Le nouveau ministre a été assez vague sur ce qui constitue une courte peine. Depuis quelques jours, il précise qu’il pourrait s’agir « de mois, de semaines, voire de jours ». De ce point de vue le SNDP est beaucoup plus dubitatif. Si des peines de plusieurs mois sont aujourd’hui prononcées, il doit être rappelé que les peines de moins d’un mois de prison sont aujourd’hui interdites dans notre droit. Ces sanctions de quelques jours, ou quelques semaines, dites ultracourtes peines de prison, ont aujourd’hui le vent en poupe dans les médias et pour une partie des responsables politiques en ce qu’elles auraient des vertus dissuasives indéniables. Les observateurs avisés se souviendront qu’on en vantait déjà les mérites dans le précédent gouvernement, mais curieusement pas par l’intermédiaire du ministre de la justice de l’époque, Didier MIGAUD, mais plutôt celui de l’intérieur, Bruno RETAILLEAU.
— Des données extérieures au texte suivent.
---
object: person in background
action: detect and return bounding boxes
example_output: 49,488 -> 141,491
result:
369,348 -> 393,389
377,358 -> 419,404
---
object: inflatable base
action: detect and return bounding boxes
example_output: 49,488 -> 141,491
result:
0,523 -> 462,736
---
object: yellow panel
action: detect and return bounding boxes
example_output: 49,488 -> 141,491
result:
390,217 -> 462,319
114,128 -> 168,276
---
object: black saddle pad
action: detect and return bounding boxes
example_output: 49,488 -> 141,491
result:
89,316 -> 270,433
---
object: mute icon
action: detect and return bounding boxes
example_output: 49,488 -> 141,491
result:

A cet égard, le SNDP-Cfdt rappelle son opposition à la mise en œuvre des ultracourtes peines (UCP). Leur seul avantage pressenti est la dissuasion : on imagine qu’un délinquant qui doit purger une semaine de prison récidivera moins que s’il faisait l’objet d’un suivi en milieu ouvert, même sur six mois, de peur de devoir être réincarcéré sur une plus longue période. Il s’agit là d’une vision populiste, qui ne s’appuie sur aucun travail scientifique permettant de disposer de données probantes (sont certes cités quelques exemples étrangers mais ceux-ci n’ont pas fait l’objet d’une analyse scientifique). En revanche, les chercheurs ont au contraire montré que les UCP ont plus de consé-quences négatives que positives (v. par ex. D.A. ANDREWS et J. BONTA, Le comportement délinquant, analyse et modalités d’intervention, 5ème éd., 2015, ou l’étude de référence de Pierre LALANDE, Punir ou rétablir les contrevenants ?, 2004). Le seul effet de quelques jours de prison, c’est la mise au ban temporaire de la société : pas d’accompagnement, pas d’identification des besoins de la personne détenue pour mener une vie plus responsable, pas de réinsertion en si peu de jours. En outre, ces UCP présentent des risques que l’administration pénitentiaire devra juguler : le choc de l’incarcération, voulu par les défenseurs des UCP comme un « électrochoc », peut générer des suicides, des incidents graves, etc. Par ailleurs, quelques jours de prison seulement peuvent tout de même avoir un effet très désocialisant (perte d’emploi, de logement, rupture familiale, etc.) ; or la socialisation est l’un des marqueurs permettant de lutter contre la récidive. Favoriser les UCP, c’est prendre le risque d’aggraver la situation en termes de récidive. C’est ce qui s’est passé aux Etats-Unis à partir des années 1970 avec le mouvement « nothing works » : les UCP favorisant le choc de l’incarcération ont abouti à une augmentation de la récidive au lieu de la prévenir. Pour le SNDP-Cfdt, le public visé par les UCP devrait au contraire faire l’objet d’un suivi renforcé en milieu ouvert. De ce point de vue, manquent déjà des moyens pour le milieu ouvert, qui lui aussi connaît une im-portante surcharge du fait d’un nombre de probationnaires chaque jour plus important. Si l’on veut promouvoir l’exécution rapide des courtes peines, il n’y a donc pas que dans les prisons qu’il faudra mettre les moyens.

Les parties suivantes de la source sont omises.